The Two-Dimensional Curvature

Newton’s method converges quadratically by using second-order curvature information — the Hessian matrix. But the Hessian is expensive: for n parameters, it is n×n, and solving the Newton system costs O(n³). For large-scale problems, this is prohibitive. First-order methods (gradient descent, proximal gradient) avoid the Hessian but converge slowly on ill-conditioned problems, zigzagging along narrow valleys because they have no curvature information to straighten the path.

Chen and Yang show that two dimensions of curvature suffice. Their method restricts the Newton subproblem to a 2D subspace spanned by the current preconditioned gradient direction and the momentum direction from the previous iteration. Within this tiny subspace, they solve the full proximal Newton problem — computing the Hessian projection and finding the exact minimizer. Outside this subspace, the method is first-order.

The choice of subspace is not arbitrary. The gradient direction captures the current steepest descent. The momentum direction captures the trajectory history — where the optimizer came from and how fast. Together, these two directions span the plane most relevant to the optimizer’s immediate future. Orthogonalizing the basis with respect to the Hessian-induced metric ensures the two directions contribute independent curvature information.

The result: global convergence, Q-linear convergence under strong convexity, and practical performance that matches full Newton on ill-conditioned problems at nearly first-order cost. The curvature that matters for convergence is concentrated in a remarkably low-dimensional subspace.

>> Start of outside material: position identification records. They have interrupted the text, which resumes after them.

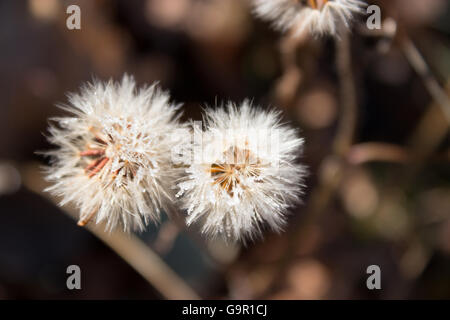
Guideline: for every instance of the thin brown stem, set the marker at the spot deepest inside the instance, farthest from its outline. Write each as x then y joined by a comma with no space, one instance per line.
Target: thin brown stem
419,64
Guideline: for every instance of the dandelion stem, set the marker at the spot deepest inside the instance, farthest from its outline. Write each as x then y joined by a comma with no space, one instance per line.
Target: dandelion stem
419,64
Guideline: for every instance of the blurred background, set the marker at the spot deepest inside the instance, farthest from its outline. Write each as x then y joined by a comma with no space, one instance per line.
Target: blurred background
386,201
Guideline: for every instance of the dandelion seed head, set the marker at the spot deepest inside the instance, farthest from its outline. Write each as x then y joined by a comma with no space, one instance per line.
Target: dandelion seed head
319,17
248,175
113,153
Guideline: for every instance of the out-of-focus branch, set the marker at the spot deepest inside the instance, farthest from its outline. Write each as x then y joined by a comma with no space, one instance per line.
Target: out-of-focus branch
347,124
129,247
419,64
332,167
291,77
377,151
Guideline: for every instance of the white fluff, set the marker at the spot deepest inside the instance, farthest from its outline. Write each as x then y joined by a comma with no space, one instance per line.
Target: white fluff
247,176
113,155
319,17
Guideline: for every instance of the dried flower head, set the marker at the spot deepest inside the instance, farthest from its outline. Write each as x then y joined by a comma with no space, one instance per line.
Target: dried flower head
246,176
320,17
113,155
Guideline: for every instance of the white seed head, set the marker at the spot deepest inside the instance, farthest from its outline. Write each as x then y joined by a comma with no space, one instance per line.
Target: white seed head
113,153
319,17
247,176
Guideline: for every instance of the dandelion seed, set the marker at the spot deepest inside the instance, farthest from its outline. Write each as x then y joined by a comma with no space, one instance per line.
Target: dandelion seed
319,17
113,154
243,182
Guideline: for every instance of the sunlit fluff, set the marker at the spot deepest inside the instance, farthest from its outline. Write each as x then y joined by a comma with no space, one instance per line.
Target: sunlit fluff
248,176
113,154
319,17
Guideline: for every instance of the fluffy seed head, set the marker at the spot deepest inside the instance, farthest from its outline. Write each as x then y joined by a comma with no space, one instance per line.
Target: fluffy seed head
113,153
319,17
247,176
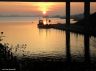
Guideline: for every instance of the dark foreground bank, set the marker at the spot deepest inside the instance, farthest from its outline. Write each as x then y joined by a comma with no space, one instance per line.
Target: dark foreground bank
10,63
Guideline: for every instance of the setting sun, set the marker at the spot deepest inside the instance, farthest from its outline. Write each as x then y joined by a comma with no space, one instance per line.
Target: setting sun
44,12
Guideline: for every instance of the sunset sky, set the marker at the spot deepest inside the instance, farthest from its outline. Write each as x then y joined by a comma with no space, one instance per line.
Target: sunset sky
38,8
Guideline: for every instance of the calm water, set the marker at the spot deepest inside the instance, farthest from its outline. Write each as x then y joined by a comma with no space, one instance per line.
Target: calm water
27,40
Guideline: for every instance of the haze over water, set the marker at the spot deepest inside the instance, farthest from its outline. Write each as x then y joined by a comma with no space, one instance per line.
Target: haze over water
50,43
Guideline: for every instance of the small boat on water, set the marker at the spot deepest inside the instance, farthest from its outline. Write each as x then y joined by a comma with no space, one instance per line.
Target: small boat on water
42,25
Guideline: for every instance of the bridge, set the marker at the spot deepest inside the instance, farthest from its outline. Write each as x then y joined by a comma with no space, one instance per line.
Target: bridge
86,13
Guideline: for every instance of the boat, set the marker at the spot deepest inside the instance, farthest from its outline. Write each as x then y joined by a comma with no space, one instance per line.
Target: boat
42,25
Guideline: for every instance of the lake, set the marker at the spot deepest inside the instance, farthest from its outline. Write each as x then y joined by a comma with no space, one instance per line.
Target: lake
25,39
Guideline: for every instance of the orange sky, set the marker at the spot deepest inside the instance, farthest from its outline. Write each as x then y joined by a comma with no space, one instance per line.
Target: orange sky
36,8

This is a statement about optimization landscapes, not algorithms. If two directions — current gradient plus historical momentum — capture enough curvature to match the full Hessian’s effect, then the effective dimensionality of the curvature relevant to convergence is two, regardless of the problem’s nominal dimension. The landscape may be n-dimensional, but the part of the landscape that the optimizer needs to understand at any given step lives in a plane.